Düşük Kurulum Maliyeti: Gelişmekte Olan Ülkeler İçin Cazibe
Metro ile teleferik sistemlerini kıyasladığımızda, metronun birçok alanda daha üstün olduğunu görebiliyoruz. Kapasite, hız ve düzenli bakımın kolaylığı gibi konularda metro daha avantajlıdır. Ancak teleferik sisteminin metroya göre önemli bir avantajı vardır: düşük kurulum maliyeti. Halat sisteminin ve elektrik motoruyla çalışan çarkların kullanımı sayesinde teleferik sistemleri, basit yapılarıyla metroya kıyasla çok daha az maliyetle inşa edilebilmektedir. La Paz’daki teleferik ağının kurulum maliyeti kilometre başına ortalama 23 milyon dolar olarak belirlenmiştir. Öte yandan, La Paz ile benzer coğrafi ve yapısal özelliklere sahip olan Bogotá ve Medellín gibi Latin Amerika şehirlerinde metro hatlarının maliyeti ise ortalama 90 milyon dolar civarındadır. Ayrıca, teleferik ağının kurulum süresi de metroya göre oldukça kısadır; istasyonlar ve taşıyıcı kuleler için betonarme yapılar inşa edilmesi yeterlidir ve bu süreç genellikle birkaç ay içinde tamamlanabilir. Nitekim, La Paz’da altı yıl gibi kısa bir sürede 10 hatlık büyük bir teleferik ağı kurulmuştur.
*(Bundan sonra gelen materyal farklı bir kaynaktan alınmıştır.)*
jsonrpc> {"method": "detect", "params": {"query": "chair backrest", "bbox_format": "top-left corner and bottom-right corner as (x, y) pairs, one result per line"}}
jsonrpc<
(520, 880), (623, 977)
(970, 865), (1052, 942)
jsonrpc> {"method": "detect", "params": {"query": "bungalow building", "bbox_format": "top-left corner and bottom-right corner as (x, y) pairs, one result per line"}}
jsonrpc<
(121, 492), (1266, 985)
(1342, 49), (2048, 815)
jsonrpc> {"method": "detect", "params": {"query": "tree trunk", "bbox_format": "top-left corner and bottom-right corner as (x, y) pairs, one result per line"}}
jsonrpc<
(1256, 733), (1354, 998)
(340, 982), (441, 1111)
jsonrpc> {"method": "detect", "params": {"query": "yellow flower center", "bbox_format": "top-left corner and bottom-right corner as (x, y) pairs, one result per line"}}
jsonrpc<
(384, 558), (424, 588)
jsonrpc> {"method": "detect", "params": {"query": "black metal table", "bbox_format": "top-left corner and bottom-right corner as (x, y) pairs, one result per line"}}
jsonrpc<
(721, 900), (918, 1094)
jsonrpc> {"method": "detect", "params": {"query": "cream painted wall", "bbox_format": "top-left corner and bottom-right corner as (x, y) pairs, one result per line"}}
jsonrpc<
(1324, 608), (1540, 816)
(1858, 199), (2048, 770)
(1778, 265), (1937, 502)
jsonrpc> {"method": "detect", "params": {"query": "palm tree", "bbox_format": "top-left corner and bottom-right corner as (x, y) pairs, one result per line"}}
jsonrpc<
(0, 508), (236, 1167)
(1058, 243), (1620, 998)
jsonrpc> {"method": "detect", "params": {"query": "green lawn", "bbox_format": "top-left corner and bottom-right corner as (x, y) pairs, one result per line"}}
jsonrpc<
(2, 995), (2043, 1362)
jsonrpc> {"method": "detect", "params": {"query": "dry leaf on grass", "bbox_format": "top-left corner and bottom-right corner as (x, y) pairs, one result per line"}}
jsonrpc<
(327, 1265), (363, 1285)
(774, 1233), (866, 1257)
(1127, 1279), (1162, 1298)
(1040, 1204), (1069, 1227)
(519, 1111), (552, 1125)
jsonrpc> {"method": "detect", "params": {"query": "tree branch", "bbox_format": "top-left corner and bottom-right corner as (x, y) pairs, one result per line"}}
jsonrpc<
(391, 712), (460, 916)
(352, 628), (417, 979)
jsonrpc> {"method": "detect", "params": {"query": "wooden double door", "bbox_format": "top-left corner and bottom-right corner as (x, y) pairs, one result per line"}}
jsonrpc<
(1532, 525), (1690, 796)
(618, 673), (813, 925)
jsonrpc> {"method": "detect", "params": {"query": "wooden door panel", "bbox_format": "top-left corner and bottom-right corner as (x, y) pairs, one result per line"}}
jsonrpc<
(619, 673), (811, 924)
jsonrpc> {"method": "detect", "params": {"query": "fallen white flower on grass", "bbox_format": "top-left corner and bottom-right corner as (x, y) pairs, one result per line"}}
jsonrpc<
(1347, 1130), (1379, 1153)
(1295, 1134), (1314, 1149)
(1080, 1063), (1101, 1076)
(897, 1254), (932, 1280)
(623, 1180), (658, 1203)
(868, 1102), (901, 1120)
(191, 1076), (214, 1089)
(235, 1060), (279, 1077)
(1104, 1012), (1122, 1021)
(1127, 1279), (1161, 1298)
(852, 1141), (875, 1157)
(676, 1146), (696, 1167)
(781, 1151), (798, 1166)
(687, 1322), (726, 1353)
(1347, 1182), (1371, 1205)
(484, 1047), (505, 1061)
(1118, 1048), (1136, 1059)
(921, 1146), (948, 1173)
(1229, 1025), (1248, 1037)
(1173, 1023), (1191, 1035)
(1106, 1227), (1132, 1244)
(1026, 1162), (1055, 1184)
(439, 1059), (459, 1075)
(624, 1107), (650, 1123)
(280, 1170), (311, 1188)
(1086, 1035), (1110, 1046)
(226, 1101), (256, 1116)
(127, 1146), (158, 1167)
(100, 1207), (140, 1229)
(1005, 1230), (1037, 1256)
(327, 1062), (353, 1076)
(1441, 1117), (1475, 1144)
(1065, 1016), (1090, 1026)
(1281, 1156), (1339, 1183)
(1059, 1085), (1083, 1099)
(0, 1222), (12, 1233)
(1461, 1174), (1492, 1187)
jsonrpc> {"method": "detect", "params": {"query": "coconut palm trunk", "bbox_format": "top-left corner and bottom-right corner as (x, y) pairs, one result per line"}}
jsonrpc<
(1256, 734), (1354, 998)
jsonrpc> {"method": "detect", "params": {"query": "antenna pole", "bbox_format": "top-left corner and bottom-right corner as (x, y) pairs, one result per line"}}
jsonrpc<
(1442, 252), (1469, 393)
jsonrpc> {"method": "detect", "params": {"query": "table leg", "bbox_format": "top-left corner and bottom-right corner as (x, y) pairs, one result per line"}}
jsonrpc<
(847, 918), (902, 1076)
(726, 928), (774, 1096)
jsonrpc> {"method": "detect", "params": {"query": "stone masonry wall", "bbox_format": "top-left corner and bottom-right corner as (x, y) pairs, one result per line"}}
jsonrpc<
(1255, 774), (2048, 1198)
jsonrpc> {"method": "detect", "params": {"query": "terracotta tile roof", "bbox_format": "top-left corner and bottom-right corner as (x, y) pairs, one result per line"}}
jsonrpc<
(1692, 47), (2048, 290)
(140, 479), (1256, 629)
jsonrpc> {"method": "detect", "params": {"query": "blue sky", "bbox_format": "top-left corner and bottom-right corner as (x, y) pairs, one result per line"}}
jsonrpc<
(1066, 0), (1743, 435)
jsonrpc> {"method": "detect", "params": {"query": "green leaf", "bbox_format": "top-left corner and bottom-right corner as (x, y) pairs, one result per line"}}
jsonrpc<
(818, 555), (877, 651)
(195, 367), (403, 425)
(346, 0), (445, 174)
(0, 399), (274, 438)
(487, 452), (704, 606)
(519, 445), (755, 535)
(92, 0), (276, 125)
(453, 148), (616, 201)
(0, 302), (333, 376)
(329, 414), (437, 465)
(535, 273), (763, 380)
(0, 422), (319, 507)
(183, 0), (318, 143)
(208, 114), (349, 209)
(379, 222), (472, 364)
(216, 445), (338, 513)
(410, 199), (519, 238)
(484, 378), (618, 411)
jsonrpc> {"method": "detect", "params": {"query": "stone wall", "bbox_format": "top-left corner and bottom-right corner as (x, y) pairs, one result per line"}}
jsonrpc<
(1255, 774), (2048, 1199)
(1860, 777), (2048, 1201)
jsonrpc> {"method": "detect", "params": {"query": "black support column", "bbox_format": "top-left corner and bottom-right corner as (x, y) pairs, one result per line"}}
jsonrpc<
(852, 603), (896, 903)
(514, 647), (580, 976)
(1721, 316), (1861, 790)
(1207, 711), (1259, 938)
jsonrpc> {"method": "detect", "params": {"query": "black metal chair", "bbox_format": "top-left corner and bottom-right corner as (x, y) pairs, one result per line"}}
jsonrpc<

Bu durum, teleferiği özellikle Latin Amerika gibi gelişmekte olan ülkeler için cazip bir alternatif haline getirmektedir. Kolombiya ve Uruguay gibi ülkelerde benzer projelerin hayata geçirilmeye başlandığını görmekteyiz.
Teleferik Sisteminin Tamamlayıcı Rolü
İstanbul, Londra veya Paris gibi büyük metropollerde, teleferiklerin ana ulaşım aracı olarak kullanılması pek olası değildir. Ancak teleferik, belirli bölgelerde metro hatlarını birbirine bağlayarak tamamlayıcı bir unsur olarak işlev görebilir. Bu yönde projelerin ortaya çıkmaya başladığını görmekteyiz. Örneğin, Paris’te bir otoyolun iki tarafındaki semtleri birbirine bağlamak için bir teleferik hattı inşa edilmektedir. Bu teleferik, otoyolun iki tarafındaki metro duraklarını birleştirecek ve otoyolun altına tünel açmak yerine daha düşük maliyetli bir alternatif sunacaktır. Ayrıca, yolcu hacminin düşük olduğu bölgelerde teleferik hatları köprü alternatifleri olarak da kullanılabilmektedir. Örneğin, Fransa’nın Brest şehrinde yeni bir eğlence alanını şehir merkezine bağlamak için bir teleferik hattı inşa edilmiştir. Londra’da ise, yine nehir ile ayrılan iki bölge arasında hızlı ulaşım sağlamak amacıyla bir teleferik kurulmuştur. Her ne kadar Londra’daki teleferik hattının kullanımı beklentilerin altında kalmış olsa da, bu örnekler, teleferiğin şehir içi toplu taşımada geçerli bir çözüm olarak görülmeye başlandığını göstermektedir. Gelecekte bu tarz projelerin sayısının artması beklenmektedir.